Quando una coppia si separa, o divorzia, il giudice dispone il c.d. assegno di mantenimento dei figli minori o maggiorenni ma non economicamente autosufficienti, a carico del genitore che non sia collocatario o affidatario degli stessi.

            I problemi principali sorgono a causa della mancanza di una normativa espressa che distingua tra spese ordinarie, rientranti nell’assegno di mantenimento,e spese straordinarie, che si aggiungono all’assegno di mantenimento.

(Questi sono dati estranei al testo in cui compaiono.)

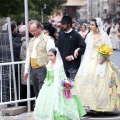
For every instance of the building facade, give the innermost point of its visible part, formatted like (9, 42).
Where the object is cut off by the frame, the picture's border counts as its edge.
(77, 9)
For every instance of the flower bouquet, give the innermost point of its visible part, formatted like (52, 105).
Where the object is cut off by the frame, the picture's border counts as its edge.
(105, 50)
(67, 84)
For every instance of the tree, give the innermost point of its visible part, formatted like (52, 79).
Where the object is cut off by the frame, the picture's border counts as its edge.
(15, 8)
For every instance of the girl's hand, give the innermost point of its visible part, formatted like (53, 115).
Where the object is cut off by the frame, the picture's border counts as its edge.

            Perciò i tribunali, più volte si sono espressi, cercando di tracciare una linea di confine.

            In tal senso si è mosso anche il Tribunale di Genova, sezione IV famiglia, che in data 15/09/2016 ha stilato un documento di orientamento uniforme.

            Relativamente alle SPESE SCOLASTICHE, è bene distinguere tra quelle di tipo ordinario (come ad es. la mensa scolastica),  rientranti nell’assegno di mantenimento del figlio che il genitore non collocatario versa mensilmente e le spese extra ordinarie.

            Tra queste ultime rientrano gli esborsi attinenti all’istruzione del minore, con ciò implicando che il genitore presso cui il minore è collocato dovrà previamente concordarle e successivamente documentarle, al fine di richiedere ed ottenere che l’altro genitore le paghi nella misura normalmente del 50%.

            Tuttavia, tra le spese scolastiche straordinarie, non tutte richiedono il preventivo accordo tra i genitori, ma solo alcune di esse, le quali comunque debbono essere documentate, ai fini del rimborso, ossia:

1) le spese sostenute per l’iscrizione e la frequenza (es. tasse di iscrizione) di asilo, scuole elementari, medie e superiori pubbliche (scuole statali e comunali);

2) spese di iscrizione all’Università pubblica e relative tasse, fino all’ultimo anno della durata legale del corso;

3) spese sostenute per acquisto di libri di testo e materiale scolastico;

4) spese sostenute per gite o viaggi di istruzione senza pernotto;

5) spese devolute all’acquisto di biglietti o abbonamenti a mezzi di trasporto necessari per raggiungere il luogo di istruzione.

Ci sono poi spese scolastiche straordinarie che vanno, oltreché documentate ai fini del rimborso da parte dell’altro genitore, anche previamente concordate con esso; in particolare:

1)  le spese sostenute per l’iscrizione e la frequenza (es. tasse di iscrizione) di asilo, scuole elementari, medie e superiori private;

2) spese per la frequenza di pre e post-scuola;

3) spese di iscrizione ad Università private, e relative tasse;

4) spese sostenute per corsi o scuole di specializzazione successive alle scuole superiori od all’Università;

5) spese per partecipazione a gite scolastiche (e viaggi di istruzione) con pernottamento;

6) spese per corsi di recupero e lezioni private;

7) costi sostenuti per pagare l’alloggio, con relative utenze, presso la città universitaria;

8) costi relativi a corsi extracurricolari a pagamento organizzati dagli istituti scolastici;

9) costi per Baby-sitter se l’esigenza nasce con la separazione e deve coprire l’orario di lavoro del genitore che ne usufruisce.